What polish should I buy for my van it is just five months old do I need to polish it at all.I have washed it a few times have noticed a few little black streaks from windows etc:Thank you in anticipation 

PRESTO


----------



## Jezport (Jun 19, 2008)

Hi,
Before you polish it make sure the roof and all the seams are clean, as it is this dirt that streaks black as it moves down.

Only use a very hard polish as softer ones cause the black stripes to appear quicker as the polish remains sticky.

Meguires goldclass is pretty good, but dont put too much on, and polish it up twice.

Preparation is most of the work. I can valet a van and not use wax and get a better finish than someone who has waxed and polished theirs for hours.


----------



## Jezport (Jun 19, 2008)

I would like to add, that you would be better to cuse a claybar to clean your van to get rid of any contaminents that have stuck to the surfaces,. This will leave a very clean smooth surface that doesn't streak as fast.


----------



## bigfoot (May 16, 2005)

I would suggest using Auoglym Lifeshine. Expensive,hard work but well worth it.


----------



## presto (Apr 22, 2009)

Thank you, Both up to me now elbow grease and sweat how many times would you need to polish it per year?
Presto


----------



## Jezport (Jun 19, 2008)

*Claybar Masterclass*

If you are interested in learning how to use a claybar to get a better finish on your motorhome look here Masterclass


----------



## peedee (May 10, 2005)

I use Autoglym, thoroughly clean and polish ones a year. Wash down other times and only polish bits to remove dirty marks. Did try Mer once but prefer Autoglym, easier to use.

peedee


----------



## CliveMott (Mar 10, 2008)

Be a tad carefull if you want to polish fibreglass. Many of the "normal" polishes have constituents in them that leach out the polymers from GRP causing it to turn to dust on the surface. Best get the specialist stuff from a boat chandlers or similar.
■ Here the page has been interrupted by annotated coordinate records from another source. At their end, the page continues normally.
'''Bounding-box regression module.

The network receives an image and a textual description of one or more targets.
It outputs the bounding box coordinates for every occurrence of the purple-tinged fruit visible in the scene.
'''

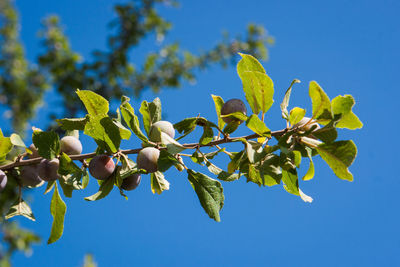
[149,121,175,142]
[20,165,43,187]
[89,155,115,180]
[60,136,82,155]
[121,173,142,191]
[221,98,247,123]
[37,159,60,182]
[0,170,6,192]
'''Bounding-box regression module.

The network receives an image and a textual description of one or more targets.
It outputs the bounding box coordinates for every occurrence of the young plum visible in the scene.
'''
[0,170,7,192]
[20,165,43,187]
[149,121,175,142]
[28,144,40,159]
[37,159,60,182]
[294,117,321,131]
[221,98,247,123]
[137,147,160,173]
[60,136,82,155]
[89,155,115,180]
[121,173,141,191]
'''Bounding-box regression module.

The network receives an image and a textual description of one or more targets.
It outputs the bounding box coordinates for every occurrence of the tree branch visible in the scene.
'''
[0,129,287,171]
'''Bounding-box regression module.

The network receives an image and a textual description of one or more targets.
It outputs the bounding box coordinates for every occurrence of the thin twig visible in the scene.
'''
[0,129,287,170]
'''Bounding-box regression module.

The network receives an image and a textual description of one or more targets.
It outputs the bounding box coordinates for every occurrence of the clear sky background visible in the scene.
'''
[2,0,400,267]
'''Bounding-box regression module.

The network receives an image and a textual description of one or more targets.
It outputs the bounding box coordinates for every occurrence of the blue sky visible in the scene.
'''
[3,0,400,266]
Ally body then whatever takes your fancy. 

Black streaks - two basic causes.
1 Dirt from the roof being washed down.
2 Rubber window surrounds give off this muck as the surface breaks down due to sunshine amongst other reasons.


C.


----------



## ThePrisoner (Jan 13, 2009)

Samochodu campingowego I believe. :wink: 

Oh ...polish not polish. Sorry :lol:


----------



## DTPCHEMICALS (Jul 24, 2006)

Dziekuja  i learned another foreign word to day

Dave p


----------